The manuscript has been rebound at least once, with signs of the text block having been washed and trimmed, and there are indications that it was bound into its current cloth case binding in the earlier part of the twentieth century. This will have been very different from its original format, but the binding is still stable for the most part. However, the mechanics around the first few sheets were problematic. A combination of rebinding and previous repairs resulted in the first few sheets being tipped together near the joint, with the heavyweight endpapers also then being tipped onto the first sheet with what appears to have been thin animal glue. With the weight of the large text block resisting the pull of this tipping point as the front board was opened, too much strain was placed onto this area and the eventual result was that the tipping point pulled away, the sheets underneath becoming damaged in the process.

The manuscript is not likely to receive heavy use in the future but will be consulted on occasion by visiting scholars and may also be used from time to time for display, when it is most likely to be opened to the frontispiece.

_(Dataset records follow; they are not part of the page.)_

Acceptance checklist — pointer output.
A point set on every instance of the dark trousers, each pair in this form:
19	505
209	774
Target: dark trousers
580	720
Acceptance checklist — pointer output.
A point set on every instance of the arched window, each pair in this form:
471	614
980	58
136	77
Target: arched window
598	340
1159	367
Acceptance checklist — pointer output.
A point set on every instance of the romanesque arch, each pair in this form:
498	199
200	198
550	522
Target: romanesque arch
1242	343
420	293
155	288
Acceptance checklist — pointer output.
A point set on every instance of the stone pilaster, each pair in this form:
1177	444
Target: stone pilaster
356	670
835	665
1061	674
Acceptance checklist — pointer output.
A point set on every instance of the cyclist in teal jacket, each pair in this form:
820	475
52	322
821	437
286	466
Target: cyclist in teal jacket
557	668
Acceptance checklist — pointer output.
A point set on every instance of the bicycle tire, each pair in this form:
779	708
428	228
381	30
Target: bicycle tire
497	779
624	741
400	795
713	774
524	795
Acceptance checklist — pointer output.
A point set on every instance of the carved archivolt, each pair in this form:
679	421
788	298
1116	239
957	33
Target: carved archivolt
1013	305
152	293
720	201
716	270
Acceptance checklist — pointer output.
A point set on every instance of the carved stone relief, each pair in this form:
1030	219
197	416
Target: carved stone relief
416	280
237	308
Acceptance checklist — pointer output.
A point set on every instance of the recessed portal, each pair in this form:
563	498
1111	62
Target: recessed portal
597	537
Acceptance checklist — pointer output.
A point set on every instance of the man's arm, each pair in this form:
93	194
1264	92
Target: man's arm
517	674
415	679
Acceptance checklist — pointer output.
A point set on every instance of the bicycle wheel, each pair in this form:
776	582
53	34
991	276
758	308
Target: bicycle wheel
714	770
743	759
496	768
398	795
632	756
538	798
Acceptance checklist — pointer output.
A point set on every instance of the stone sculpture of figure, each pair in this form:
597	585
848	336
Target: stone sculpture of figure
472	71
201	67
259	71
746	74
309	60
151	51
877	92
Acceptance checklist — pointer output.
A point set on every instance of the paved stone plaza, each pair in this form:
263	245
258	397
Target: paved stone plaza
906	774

The main goals of the conservation treatment were therefore to stabilise the damaged sheets at the front of the book, allowing for safe handling and display.

A number of options were reviewed, and a course of stabilising the existing material in situ decided upon. This involved extensive repairs with Japanese tissue, complicated by the presence of heavy lines of iron gall ink in the worst areas of damage. The ink had tested positive for unbound iron(II) ions. These act as catalysts of degradation, causing discolouration and decay in the paper substrate. In this case, moisture from adhesives use in repairs had the potential of causing the ions to move out into areas of the paper previously not exposed to this type of damage. Therefore, whilst most repairs were made using a jin shofu wheat starch paste, a low-moisture option of 5% w/v gelatin remoistenable tissue was used where possible near the areas of iron gall ink.

The manuscript will now be returned to the Admiralty Library at Portsmouth Naval Base along with a custom-built cradle that can be used to display the manuscript open at the frontispiece page safely.